Se tomarmos o Brasil como exemplo, é possível que por questões geográficas, associadas a variáveis logísticas de viagens, clima e gramados, as preocupações com o desgaste sofrido por um jogador tenham que ser ainda maiores do que as normalmente tidas como "padrão".

E o grande número de acelerações, frenagens e tomadas de decisão que um jogador de futebol realiza em uma partida (com ou sem bola) faz com que o desgaste metabólico/energético não seja o único grande problema para a recuperação e para os jogos: há ainda prejuízos neuromusculares importantes que na prática levam ao aumento de erros nas "ações técnicas", por prejuízo na coordenação fina – e acumuladamente a lesões – além de erros de decisão que podem levar o jogador a ações técnico-táticas equivocadas.

O futebol é também essencialmente um jogo de "resistência de concentração", onde há uma "briga" constante para a manutenção do foco naquilo que precisa ser feito em nível de excelência e em frações ínfimas de tempo.

Então, sob o ponto de vista da neurociência e da psicologia do esporte, o desgaste global do jogador de futebol em uma partida é resultado de um sem número de fatores que interligados e integrados criam um emaranhado de variáveis que dão caráter de complexidade sistêmica ao jogo.

Esse desgaste sistêmico, acumulado ao longo de semanas de jogos e recuperações incompletas vão resultando, a médio prazo, em jogadores com desempenhos menos constantes, ações técnicas menos precisas e repressão a criatividade.

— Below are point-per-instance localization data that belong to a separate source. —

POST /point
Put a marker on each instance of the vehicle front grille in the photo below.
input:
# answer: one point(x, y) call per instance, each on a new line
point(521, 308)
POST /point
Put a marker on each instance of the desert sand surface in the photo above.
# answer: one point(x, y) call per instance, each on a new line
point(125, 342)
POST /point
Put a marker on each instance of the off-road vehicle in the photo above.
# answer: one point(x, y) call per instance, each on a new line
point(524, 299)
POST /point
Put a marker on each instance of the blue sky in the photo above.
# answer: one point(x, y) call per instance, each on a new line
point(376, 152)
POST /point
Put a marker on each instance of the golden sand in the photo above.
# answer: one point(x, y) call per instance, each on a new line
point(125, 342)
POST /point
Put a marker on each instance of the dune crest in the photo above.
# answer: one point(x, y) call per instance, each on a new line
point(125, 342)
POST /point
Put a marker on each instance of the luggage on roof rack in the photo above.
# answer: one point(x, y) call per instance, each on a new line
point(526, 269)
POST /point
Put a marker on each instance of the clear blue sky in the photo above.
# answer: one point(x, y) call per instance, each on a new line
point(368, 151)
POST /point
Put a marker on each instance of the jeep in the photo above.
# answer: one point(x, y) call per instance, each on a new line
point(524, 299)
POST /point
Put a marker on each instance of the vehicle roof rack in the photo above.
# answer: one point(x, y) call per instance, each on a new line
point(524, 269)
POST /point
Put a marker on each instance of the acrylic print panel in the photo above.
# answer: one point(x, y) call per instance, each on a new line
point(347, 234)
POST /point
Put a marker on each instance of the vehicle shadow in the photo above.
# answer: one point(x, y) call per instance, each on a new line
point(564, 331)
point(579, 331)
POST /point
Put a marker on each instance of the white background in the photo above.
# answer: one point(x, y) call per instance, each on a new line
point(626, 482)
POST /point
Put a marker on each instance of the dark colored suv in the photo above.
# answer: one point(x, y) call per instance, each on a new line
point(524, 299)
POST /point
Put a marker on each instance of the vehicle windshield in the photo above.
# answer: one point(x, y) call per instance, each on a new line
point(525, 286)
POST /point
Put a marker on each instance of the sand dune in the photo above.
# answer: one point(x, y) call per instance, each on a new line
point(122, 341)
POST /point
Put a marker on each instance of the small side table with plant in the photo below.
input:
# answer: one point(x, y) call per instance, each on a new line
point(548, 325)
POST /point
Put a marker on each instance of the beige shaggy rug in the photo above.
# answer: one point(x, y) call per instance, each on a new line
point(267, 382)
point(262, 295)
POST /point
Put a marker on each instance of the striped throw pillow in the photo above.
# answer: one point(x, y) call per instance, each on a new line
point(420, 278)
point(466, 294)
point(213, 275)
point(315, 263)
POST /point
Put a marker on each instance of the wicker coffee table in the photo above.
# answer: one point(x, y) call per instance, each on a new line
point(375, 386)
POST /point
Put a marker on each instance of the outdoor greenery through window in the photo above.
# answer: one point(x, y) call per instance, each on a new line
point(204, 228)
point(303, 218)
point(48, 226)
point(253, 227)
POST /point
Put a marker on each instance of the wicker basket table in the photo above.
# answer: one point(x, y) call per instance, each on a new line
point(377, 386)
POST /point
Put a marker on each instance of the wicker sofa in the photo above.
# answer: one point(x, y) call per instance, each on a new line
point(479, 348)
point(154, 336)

A longo prazo os prejuízos acumulados podem levar a jogos menos atrativos, jogadores mais cansados, propensos a lesões, e claro, carreiras atléticas de alto nível competitivo encurtadas.

Como escrevi no início do texto, o futebol, jogado em altíssimo nível competitivo tem peculiaridades muito importantes, e se não olharmos para elas "complexamente" poderemos não entender ocorrência em princípio atribuídas a "sorte" e "acaso".